Use plt.hist() to plot the histogram along with some keyword arguments.

plt.hist(x, 20, density=True, histtype=’bar’, facecolor=’b’, alpha=0.5)

plt.show()

How to Use to Answer Analytical Problems

The following answer to an analytical problem using histograms is based on the work by Rajasekharan, Kermani, and Markovic (2018).

Question: What is the frequency distribution of the number (population) of new immigrants from the various countries to Canada in 2013?

df_can[2013].plot(kind=’hist’, figsize=(8, 5))

plt.title(‘Histogram of Immigration from 195 Countries in 2013’) # add a title to the histogram plt.ylabel(‘Number of Countries’) # add y-label plt.xlabel(‘Number of Immigrants’) # add x-label

plt.show()

This histogram is skewed right. Most countries that have migrated to Canada are providing between 0 and 5 thousand immigrants each. A few countries have provided between 10 and 15 thousand migrants, and a handful of countries have high migration rates of 30 to 35 thousand migrants.

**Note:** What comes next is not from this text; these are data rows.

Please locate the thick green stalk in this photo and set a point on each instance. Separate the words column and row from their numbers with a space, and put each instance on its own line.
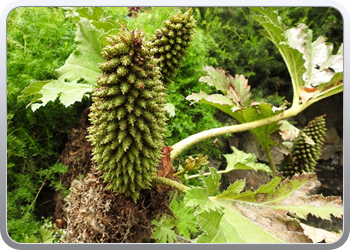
column 179, row 147
column 157, row 180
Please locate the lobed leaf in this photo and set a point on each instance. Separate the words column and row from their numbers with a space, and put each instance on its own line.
column 241, row 160
column 82, row 64
column 261, row 216
column 67, row 92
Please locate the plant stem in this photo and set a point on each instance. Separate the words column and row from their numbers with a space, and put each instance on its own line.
column 157, row 180
column 271, row 161
column 179, row 147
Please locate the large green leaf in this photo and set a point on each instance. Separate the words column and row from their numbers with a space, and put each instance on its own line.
column 80, row 67
column 274, row 30
column 310, row 63
column 260, row 216
column 67, row 92
column 82, row 64
column 236, row 102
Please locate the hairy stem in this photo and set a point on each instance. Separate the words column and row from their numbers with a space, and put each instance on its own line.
column 181, row 146
column 157, row 180
column 271, row 162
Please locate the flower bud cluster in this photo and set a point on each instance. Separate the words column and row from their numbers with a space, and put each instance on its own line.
column 127, row 114
column 171, row 41
column 304, row 156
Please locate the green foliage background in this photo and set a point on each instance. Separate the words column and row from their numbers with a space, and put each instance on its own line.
column 40, row 39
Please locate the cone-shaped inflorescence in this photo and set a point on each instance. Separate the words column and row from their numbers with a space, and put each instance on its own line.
column 128, row 116
column 171, row 42
column 304, row 156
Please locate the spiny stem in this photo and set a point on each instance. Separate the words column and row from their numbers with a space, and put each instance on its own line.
column 179, row 147
column 157, row 180
column 271, row 162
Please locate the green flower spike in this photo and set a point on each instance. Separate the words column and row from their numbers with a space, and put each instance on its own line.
column 171, row 42
column 127, row 114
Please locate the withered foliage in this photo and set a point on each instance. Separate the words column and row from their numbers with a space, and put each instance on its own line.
column 97, row 215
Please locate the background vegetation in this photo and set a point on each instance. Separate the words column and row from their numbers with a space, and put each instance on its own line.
column 39, row 40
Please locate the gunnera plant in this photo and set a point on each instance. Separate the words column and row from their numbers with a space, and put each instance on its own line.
column 127, row 115
column 304, row 155
column 171, row 42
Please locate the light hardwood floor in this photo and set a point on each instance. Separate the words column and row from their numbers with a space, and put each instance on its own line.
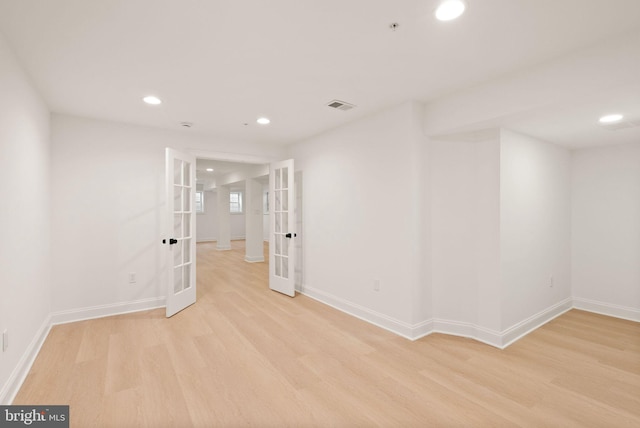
column 246, row 356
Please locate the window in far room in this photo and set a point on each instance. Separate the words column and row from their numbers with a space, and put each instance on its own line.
column 235, row 202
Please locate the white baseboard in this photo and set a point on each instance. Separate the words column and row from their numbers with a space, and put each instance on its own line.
column 609, row 309
column 20, row 372
column 499, row 339
column 206, row 240
column 470, row 330
column 401, row 328
column 100, row 311
column 526, row 326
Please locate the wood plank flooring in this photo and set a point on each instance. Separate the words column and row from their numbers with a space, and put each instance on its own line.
column 246, row 356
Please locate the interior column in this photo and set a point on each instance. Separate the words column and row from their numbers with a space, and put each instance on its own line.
column 224, row 219
column 253, row 221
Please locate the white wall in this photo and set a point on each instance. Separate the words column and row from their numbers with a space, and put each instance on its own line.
column 25, row 287
column 535, row 226
column 361, row 189
column 465, row 231
column 606, row 229
column 108, row 206
column 207, row 223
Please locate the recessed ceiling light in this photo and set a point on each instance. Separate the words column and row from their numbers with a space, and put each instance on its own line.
column 150, row 99
column 450, row 9
column 610, row 118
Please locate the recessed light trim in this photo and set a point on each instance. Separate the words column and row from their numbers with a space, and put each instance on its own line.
column 152, row 100
column 450, row 9
column 611, row 118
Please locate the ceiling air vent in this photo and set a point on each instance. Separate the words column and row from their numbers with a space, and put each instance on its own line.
column 340, row 105
column 621, row 125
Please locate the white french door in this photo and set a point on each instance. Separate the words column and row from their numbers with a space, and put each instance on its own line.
column 180, row 235
column 282, row 232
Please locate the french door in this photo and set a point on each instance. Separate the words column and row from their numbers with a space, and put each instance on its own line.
column 180, row 237
column 283, row 227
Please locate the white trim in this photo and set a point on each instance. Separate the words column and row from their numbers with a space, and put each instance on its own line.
column 498, row 339
column 401, row 328
column 20, row 372
column 101, row 311
column 609, row 309
column 469, row 330
column 526, row 326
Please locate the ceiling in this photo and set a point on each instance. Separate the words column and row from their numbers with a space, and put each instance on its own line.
column 222, row 64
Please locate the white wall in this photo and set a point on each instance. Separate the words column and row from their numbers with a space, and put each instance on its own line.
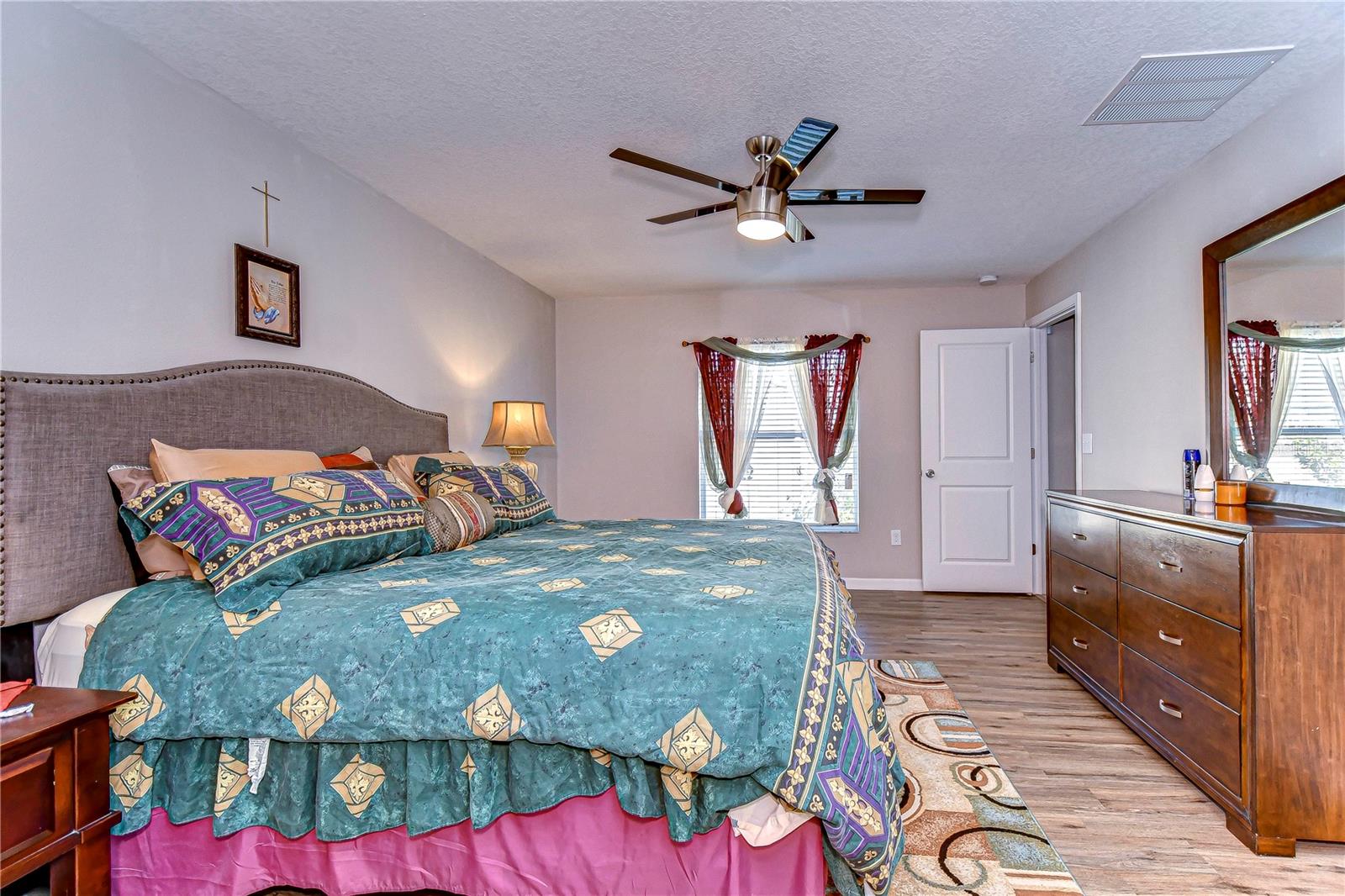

Key Strengths and Weaknesses

Based on the work by Biehler (2005).

Strengths.

• Allow viewers to easily compare data. • Works well with large ranges of information. • Provides a more concrete form of consistency as intervals are always equal. • Great for dealing with large value ranges.

Weaknesses.

• It is extremely difficult and practically impossible to extract the exact amount of “input” in the histogram unless it is a frequency histogram. • Histograms are often considered inconvenient when comparing multiple categories.

You can view the files used for this blog by going to my Git repository.

References

Biehler, R. (2005, February). Strength and weaknesses in students’ project work in exploratory data analysis. In Proceedings of the Fourth Congress of the European Society for Research in Mathematics Education, Sant Feliu de Guíxols, Spain–17-21 February (pp. 580-590).

Kazarinoff, P. (2018, October 8). Plotting histograms with matplotlib and Python. Retrieved from https://pythonforundergradengineers.com/histogram-plots-with-matplotlib-and-python.html

Keim, D. A., Mansmann, F., & Thomas, J. (2010). Visual analytics: how much visualization and how much analytics?. ACM SIGKDD Explorations Newsletter, 11(2), 5-8.

Kraska, T. (2018). Northstar: An interactive data science system. Proceedings of the VLDB Endowment, 11(12), 2150-2164.

Pearson, K. (1894). Contributions to the mathematical theory of evolution. Philosophical Transactions of the Royal Society of London. A, 185, 71-110.

Rajasekharan, J., Kermani, E.M. & Markovic, S. (2018). Area plots, histograms, and bar plots. Retrieved from https://labs.cognitiveclass.ai/tools/jupyterlab/lab/tree/labs/DV0101EN/DV0101EN-2-2-1-Area-Plots-Histograms-and-Bar-Charts-py-v2.0.ipynb

Van der Walt, S., Schönberger, J. L., Nunez-Iglesias, J., Boulogne, F., Warner, J. D., Yager, N., … & Yu, T. (2014). scikit-image: image processing in Python. PeerJ, 2, e453.